Wednesday, March 22, 2006

Maybe I have to have you

It's fun to have things to look forward to. Big things are fun but the little ones are cool too. Some days it's the arrival of a new Vanity Fair in my mailbox. Or the subtle thud of a pitcher of beer being placed in front of me. Or the smell of really good italian food that you're going to have to wait an hour or more for but just know it will be worth it when you actually get a table and sit down. Sometimes I just really look forward to sitting my ass on the couch for a good 4 hour E! update on Melanie Griffith and Antonio Banderas.

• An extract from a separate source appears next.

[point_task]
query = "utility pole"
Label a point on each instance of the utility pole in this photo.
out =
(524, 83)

I miss one little big thing that I used to really really look forward to. I miss Howard Stern. I miss his babble about strippers at Scores that were ugly, about Baba Booey's buck teeth, about swinging with John Stamos and Rebecca Romijn-Stamos, about his own small penis size and other inadequacies in bed. I miss hearing things like: "It's ok for a man to commit adultery if his wife is ugly." I miss it when when Richard Simmons brought some fat friends with him and Howard kept tempting them with potatoe chips suspended by a fishing line. I miss his sketch about black people who looked white when he held up various photos: "Now, Lena Horne . . . she look white! Colin Powell--he look white, too! Michael Jackson? He REALLY look white! But guess what? Patrick Swayze . . he really black!"


I love that he never jumped the shark.

Damn satellite radio, maybe I have to have you.